Fix #19575: Fix illegal utf8 character #19699

flashmouse · 2025-11-08T07:36:49Z

This PR is a simple fix for #19575. If we still want to create a COMPARE_LESSTHAN filter, we need to handle the prefix_string at the character encoding level, not the byte level.

samansmink · 2025-11-10T16:28:57Z

src/optimizer/filter_combiner.cpp

+		auto upper_bound = make_uniq<ConstantFilter>(ExpressionType::COMPARE_LESSTHAN, Value(prefix_string));
+		table_filters.PushFilter(column_index, std::move(upper_bound));
+	}
 	return FilterPushdownResult::PUSHED_DOWN_FULLY;


this feels off, returning FilterPushdownResult::PUSHED_DOWN_FULLY when the table filter is not pushed

Mytherin

Thanks for the fix! Left a comment on how to improve this fix. Can we also target this towards v1.4-andium?

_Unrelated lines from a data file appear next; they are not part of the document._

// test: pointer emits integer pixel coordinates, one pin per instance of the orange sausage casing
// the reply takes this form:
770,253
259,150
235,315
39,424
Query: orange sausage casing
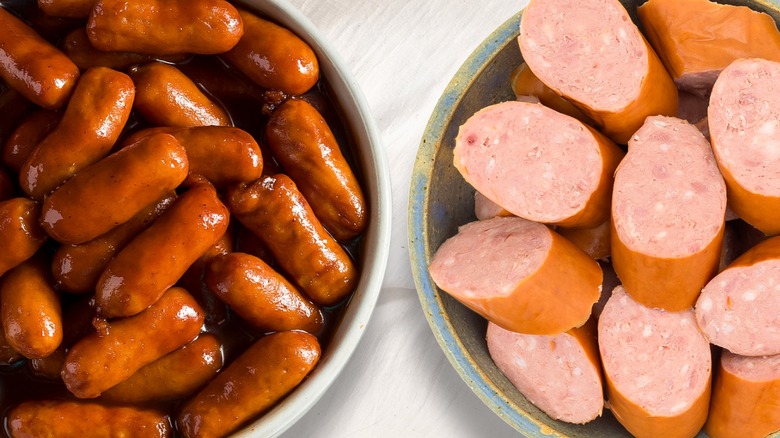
77,268
67,8
302,142
30,309
95,116
115,189
155,259
20,234
274,209
32,66
262,375
167,97
48,418
163,27
274,57
260,295
26,137
696,39
174,375
223,155
101,360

Mytherin · 2025-11-11T07:20:55Z

src/optimizer/filter_combiner.cpp

-	auto upper_bound = make_uniq<ConstantFilter>(ExpressionType::COMPARE_LESSTHAN, Value(prefix_string));
 	table_filters.PushFilter(column_index, std::move(lower_bound));
-	table_filters.PushFilter(column_index, std::move(upper_bound));
+	prefix_string[prefix_string.size() - 1]++;


Instead of just incrementing the last byte (which might result in invalid UTF8) - could we find the next UTF8 codepoint?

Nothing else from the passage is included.